Abstract

Magnetic resonance imaging can only acquire volume data with finite resolution due to various factors. In particular, the resolution in one direction (such as the slice direction) is much lower than others (such as the in-plane direction), yielding un-realistic visualizations. This study explores to reconstruct MRI isotropic resolution volumes from three orthogonal scans.

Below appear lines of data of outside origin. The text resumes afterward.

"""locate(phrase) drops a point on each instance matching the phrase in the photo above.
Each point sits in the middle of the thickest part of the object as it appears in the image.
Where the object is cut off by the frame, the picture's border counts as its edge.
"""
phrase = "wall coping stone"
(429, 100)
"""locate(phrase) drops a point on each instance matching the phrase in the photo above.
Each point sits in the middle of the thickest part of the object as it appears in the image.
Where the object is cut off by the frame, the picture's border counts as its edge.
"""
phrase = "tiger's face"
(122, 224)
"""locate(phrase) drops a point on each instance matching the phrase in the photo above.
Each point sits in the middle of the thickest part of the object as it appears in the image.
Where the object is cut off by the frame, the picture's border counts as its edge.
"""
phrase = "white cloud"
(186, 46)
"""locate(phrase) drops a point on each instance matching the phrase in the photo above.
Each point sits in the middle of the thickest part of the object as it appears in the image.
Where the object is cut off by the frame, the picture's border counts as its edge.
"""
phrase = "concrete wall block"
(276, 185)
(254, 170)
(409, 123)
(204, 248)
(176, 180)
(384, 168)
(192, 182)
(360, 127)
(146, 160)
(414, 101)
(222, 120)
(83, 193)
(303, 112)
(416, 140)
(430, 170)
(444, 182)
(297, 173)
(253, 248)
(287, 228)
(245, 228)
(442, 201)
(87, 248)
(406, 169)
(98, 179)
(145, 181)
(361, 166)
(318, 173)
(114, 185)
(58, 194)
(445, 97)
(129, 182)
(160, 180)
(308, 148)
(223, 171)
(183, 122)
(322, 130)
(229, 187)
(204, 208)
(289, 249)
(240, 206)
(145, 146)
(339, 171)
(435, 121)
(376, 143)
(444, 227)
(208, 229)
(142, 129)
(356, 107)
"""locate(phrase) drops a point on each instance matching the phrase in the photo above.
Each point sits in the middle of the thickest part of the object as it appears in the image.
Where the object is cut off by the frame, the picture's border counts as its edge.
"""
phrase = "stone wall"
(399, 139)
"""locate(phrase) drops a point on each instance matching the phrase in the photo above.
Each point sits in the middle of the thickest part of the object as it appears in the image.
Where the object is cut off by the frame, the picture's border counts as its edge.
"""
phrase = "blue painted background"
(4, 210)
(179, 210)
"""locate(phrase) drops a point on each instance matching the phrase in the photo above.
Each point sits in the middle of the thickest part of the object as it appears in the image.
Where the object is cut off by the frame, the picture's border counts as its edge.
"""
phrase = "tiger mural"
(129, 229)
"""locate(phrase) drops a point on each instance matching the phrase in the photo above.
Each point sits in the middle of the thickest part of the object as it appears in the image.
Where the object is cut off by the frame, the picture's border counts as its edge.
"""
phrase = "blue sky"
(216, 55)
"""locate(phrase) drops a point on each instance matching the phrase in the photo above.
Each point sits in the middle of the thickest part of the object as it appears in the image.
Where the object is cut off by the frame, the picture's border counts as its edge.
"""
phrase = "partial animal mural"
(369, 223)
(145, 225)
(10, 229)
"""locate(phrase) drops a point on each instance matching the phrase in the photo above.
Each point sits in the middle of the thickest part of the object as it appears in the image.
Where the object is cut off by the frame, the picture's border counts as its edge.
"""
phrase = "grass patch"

This proposed super- resolution reconstruction is formulated as a maximum a posterior (MAP) problem, which relies on the generation model of the acquired scans from the unknown high-resolution volumes. Generally, the deviation ensemble of the reconstructed high-resolution (HR) volume from the available LR ones in the MAP is represented as a Gaussian distribution, which usually results in some noise and artifacts in the reconstructed HR volume. Therefore, this paper investigates a robust super-resolution by formulating the deviation set as a Laplace distribution, which assumes sparsity in the deviation ensemble based on the possible insight of the appeared large values only around some unexpected regions. In addition, in order to achieve reliable HR MRI volume, we integrates the priors such as bilateral total variation (BTV) and non-local mean (NLM) into the proposed MAP framework for suppressing artifacts and enriching visual detail. We validate the proposed robust SR strategy using MRI mouse data with high-definition resolution in two direction and low-resolution in one direction, which are imaged in three orthogonal scans: axial, coronal and sagittal planes. Experiments verifies that the proposed strategy can achieve much better HR MRI volumes than the conventional MAP method even with very high-magnification factor: 10.